Entre Djibouti et le Yémen, les migrants se croisent, ballottés entre misère et mort
Bab El Mandeb, "la porte des lamentations" en arabe. Le détroit qui sépare l’Afrique de l’Arabie, et la mer Rouge du golfe d’Aden, est régulièrement secoué par des drames. Récemment, le naufrage de deux bateaux de migrants a provoqué la mort de 52 personnes. Ce haut lieu des migrations a une particularité. Ici, les migrants se croisent.
Le 29 janvier 2019, c’est du côté de Djibouti que le drame s’est joué. Deux embarcations de migrants, surchargées, ont fait naufrage. Un bilan provisoire fait état de 52 morts. Durant plusieurs jours, la mer a rejeté des corps sur les plages de la région. 16 survivants ont été retrouvés. Les bateaux ont coulé dans une mer agitée, peu de temps après avoir quitté le port de Godoria, près d’Obock, au nord de Djibouti.
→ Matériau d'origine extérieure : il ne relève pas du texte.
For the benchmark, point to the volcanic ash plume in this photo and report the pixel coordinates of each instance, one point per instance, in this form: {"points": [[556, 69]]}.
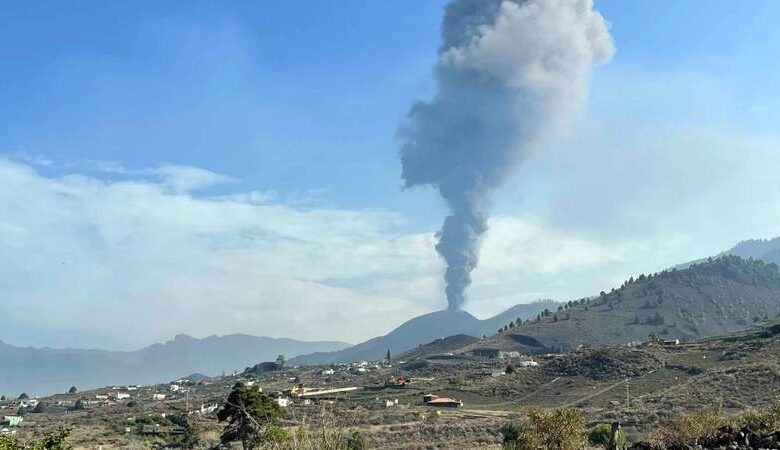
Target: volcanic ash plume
{"points": [[506, 69]]}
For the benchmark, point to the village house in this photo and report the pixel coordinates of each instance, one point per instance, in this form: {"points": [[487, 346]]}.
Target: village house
{"points": [[388, 403], [28, 403], [493, 353], [13, 421], [441, 402], [208, 409], [120, 395]]}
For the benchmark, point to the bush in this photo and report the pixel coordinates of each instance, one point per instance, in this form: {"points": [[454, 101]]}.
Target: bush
{"points": [[688, 428], [601, 434], [356, 441], [560, 429], [50, 441]]}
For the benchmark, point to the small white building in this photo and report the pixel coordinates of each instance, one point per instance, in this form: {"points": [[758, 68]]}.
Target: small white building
{"points": [[208, 409]]}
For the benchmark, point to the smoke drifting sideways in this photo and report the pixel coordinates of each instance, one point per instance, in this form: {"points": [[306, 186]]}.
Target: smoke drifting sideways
{"points": [[506, 70]]}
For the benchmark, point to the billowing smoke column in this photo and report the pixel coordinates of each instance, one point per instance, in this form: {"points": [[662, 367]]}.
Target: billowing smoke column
{"points": [[506, 70]]}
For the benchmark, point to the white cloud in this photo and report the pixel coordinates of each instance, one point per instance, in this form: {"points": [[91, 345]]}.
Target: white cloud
{"points": [[122, 263]]}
On ne sait pas précisément combien de personnes se trouvaient à bord. Un des survivants parle de 130 passagers sur son bateau, mais ne connaît pas leur nombre pour l’autre embarcation. En août 2017, un fait divers avait déjà révolté le monde. Pas moins de 300 migrants avaient été jetés à la mer par les passeurs, craignant de se faire prendre par les gardes-côtes du Yémen.
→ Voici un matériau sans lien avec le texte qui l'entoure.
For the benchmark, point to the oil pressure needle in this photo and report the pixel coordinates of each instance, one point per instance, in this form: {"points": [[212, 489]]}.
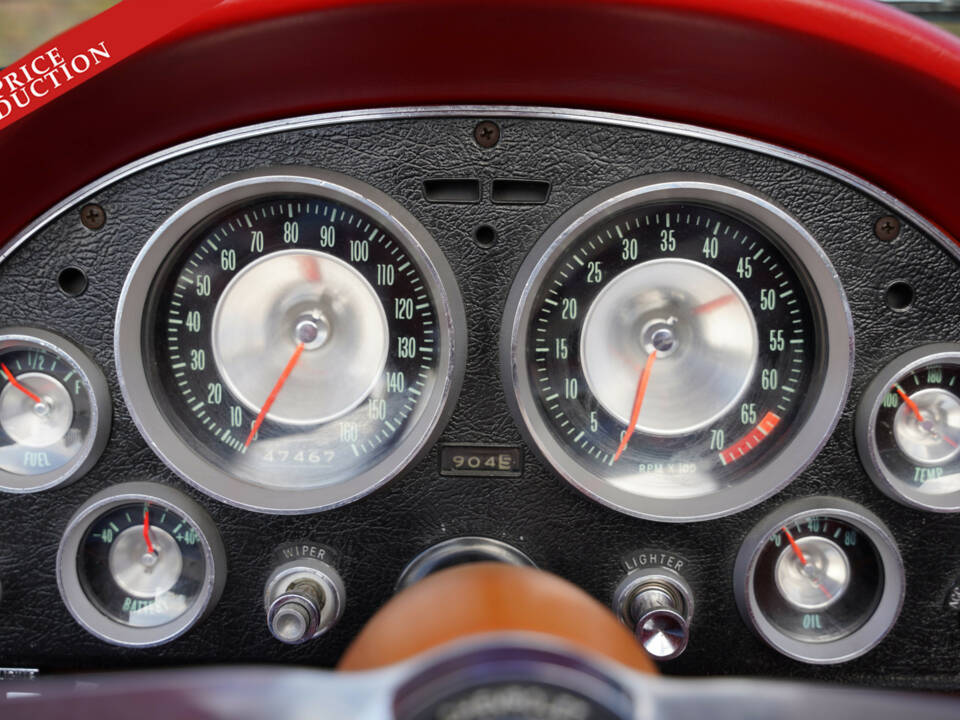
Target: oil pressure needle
{"points": [[273, 393], [637, 403], [803, 560], [13, 381]]}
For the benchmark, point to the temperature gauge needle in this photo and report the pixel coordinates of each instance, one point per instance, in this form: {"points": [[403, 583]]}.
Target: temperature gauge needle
{"points": [[908, 402], [273, 393], [146, 530], [803, 560], [13, 381], [912, 406], [637, 404]]}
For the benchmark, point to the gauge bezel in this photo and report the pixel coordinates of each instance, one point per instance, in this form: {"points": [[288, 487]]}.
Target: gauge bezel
{"points": [[866, 420], [88, 615], [167, 442], [822, 285], [861, 640], [101, 410]]}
Ces migrants fuient l'Ethiopie et la Somalie en direction du Yémen, dans l'espoir d'atteindre les pays du Golfe pour y trouver du travail.
Jetés à la mer
La traversée a lieu sur des bateaux de fortune, via des passeurs. Le voyage est particulièrement dangereux : des trafiquants font de fausses promesses à des personnes vulnérables forcées de quitter les embarcations quand leurs passeurs ont peur d'être pris par les autorités.
Selon l'Organisation internationale pour les migrations (OIM), 55 000 migrants auraient fait le trajet depuis le début de l'année 2018, plus de la moitié n'a pas 18 ans.
En République de Djibouti, l'OIM gère un camp de migrants à Obock qui accueille actuellement 500 personnes. Dans cette région particulièrement troublée, la guerre au Yémen a rajouté de la confusion à la confusion. Car certains migrants sur la route du Golfe rebroussent chemin en raison de la guerre qui secoue le Yémen. Si bien que les traversées du détroit se produisent dans les deux sens. Toujours selon l’OIM, en 2017, 100 000 migrants ont rejoint le Yémen. Autant ont fui le pays ravagé par le conflit.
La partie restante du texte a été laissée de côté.